A comprehensive Intellectual Property (IP) strategy to support business growth is often overlooked by small to medium enterprises. However, a strong IP strategy can benefit a business, no matter how small or big it is. A well designed strategy can support growth, protect assets, and help to create a culture of innovation and creativity.
A robust IP strategy should be an integral part of the company’s overall corporate strategy. This is because it will support a businesses aims for ongoing profitability and competitive advantage within their vertical.
For example, if you’re considering expanding overseas, planning to use professional translation services to translate your strategy is a good idea. Doing so early on can prevent confusion and allow you to prepare for the process ahead of time.
This post will discuss the benefits of creating an IP strategy and explain how to build one for small to medium sized enterprises.
Defining Key Terms
A patent is an exclusive right granted for an invention –a product or process that provides a new way of doing something, or that offers a new technical solution to a problem.
A patent provides patent owners with protection for their inventions. Protection is granted for a limited period, generally 20 years.
A trademark is a distinctive sign that identifies certain goods or services produced or provided via interstate commerce by an individual or a company. The trademark system helps consumers to identify and purchase a product or service based on whether its specific characteristics and quality – as indicated by its unique trademark – meet their needs. A trademark last ten years and can be renewed for ten year periods at a time.
Copyright grant authors, artists and other creators protection for their literary and artistic creations, generally referred to as “creative works” Works covered by copyright include, but are not limited to: novels, poems, plays, reference works, newspapers, advertisements, computer programs, databases, films, musical compositions, choreography, paintings, drawings, photographs, sculpture, architecture, maps and technical drawings.
A trade secret is a formula, practice, process, design, instrument, pattern, commercial method, or compilation of information not generally known or reasonably ascertainable by others by which a business can obtain an economic advantage over competitors or customers.
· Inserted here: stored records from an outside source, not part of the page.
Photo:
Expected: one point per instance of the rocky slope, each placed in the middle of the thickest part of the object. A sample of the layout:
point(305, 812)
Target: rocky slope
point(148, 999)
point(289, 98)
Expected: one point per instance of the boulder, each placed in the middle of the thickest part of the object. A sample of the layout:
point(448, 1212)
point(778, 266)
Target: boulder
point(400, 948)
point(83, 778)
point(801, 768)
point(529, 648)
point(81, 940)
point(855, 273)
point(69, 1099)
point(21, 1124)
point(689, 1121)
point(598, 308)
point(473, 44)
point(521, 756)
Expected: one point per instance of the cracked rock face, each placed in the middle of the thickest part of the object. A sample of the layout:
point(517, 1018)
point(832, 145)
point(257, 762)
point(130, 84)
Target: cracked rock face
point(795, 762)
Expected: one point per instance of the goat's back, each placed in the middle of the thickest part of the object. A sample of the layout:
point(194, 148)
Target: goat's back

Trade secrets are now the subject of federal protection in the United States.
IP or ‘mind’ assets are one of many resources businesses create and use to generate profit and gain a competitive advantage. When managed effectively, the protection of these assets can also drive new revenue opportunities. In the USA, the IP licensing industry has grown 2.9% each year since 2013, generating $45 billion in revenue for over 6,000 businesses.
Businesses who have invested energy into registering their IP assets can garner a significant income stream from licensing others to use the copyright or patent. There are a number of ways in which businesses can assure the income through licensing.
For example accepting a percentage of each sale of a product that requires your patent or copyright, including minimum sales clauses, or even agreeing to allow a competitor to use the innovation in a particular region in which the IP license owner does not operate are all options.
Supporting a Culture of Innovation
Intellectual property covers a number of different innovations a company needs to make from the very beginning – website content, logos, or designs for new products to name a few – while not all of these will be licensed with the Intellectual Property Office, making the company’s IP strategy available to all within the business shows each employee how much their contributions are valued.
Along with creating another revenue stream, IP strategies support a culture of innovation and creativity within a business. By involving all relevant stakeholders in the creation of an IP strategy and distributing the final documents throughout the business, cooperation, innovation and a willingness to exploit new technologies is fostered.
Building an IP Strategy
There are three main areas an IP strategy should cover: protection of intellectual assets such as those described above, the optimization of research and development opportunities, and monetization of IP assets.
Business of all sizes should begin by identifying current ownership rights and IP policies. This can be done by reviewing previous agreements between employees and contractors.
Guidelines for creating intellectual property should then be put in place. The type of IP protection which needs to be sought for each should also be determined in the document. Part of this process should include a search for existing licenses and protections to ensure no infringements upon other’s copyrights or trademarks are being made.
Throughout the process of creating an IP strategy, the company’s goals and issues should kept in mind along with various ways in which IP protection can be used to reach or solve them.
The final document should be distributed throughout the business and regularly reviewed and updated to ensure it continues to support the company’s growth and objectives.
It is helpful to establish a management team. This group can ensure that the IP strategy continues to be effective. By monitoring it both internally in terms of IP creation and licensing as well as externally in terms of revenue collection, they’ll be able to resolve any issues pertaining to violations of licenses held by the business.
Irrespective of the vertical in which a small or medium enterprise operates, it is likely that some form of IP is created. IP should be recognised as the asset it is and exploited where possible to increase revenue for the business.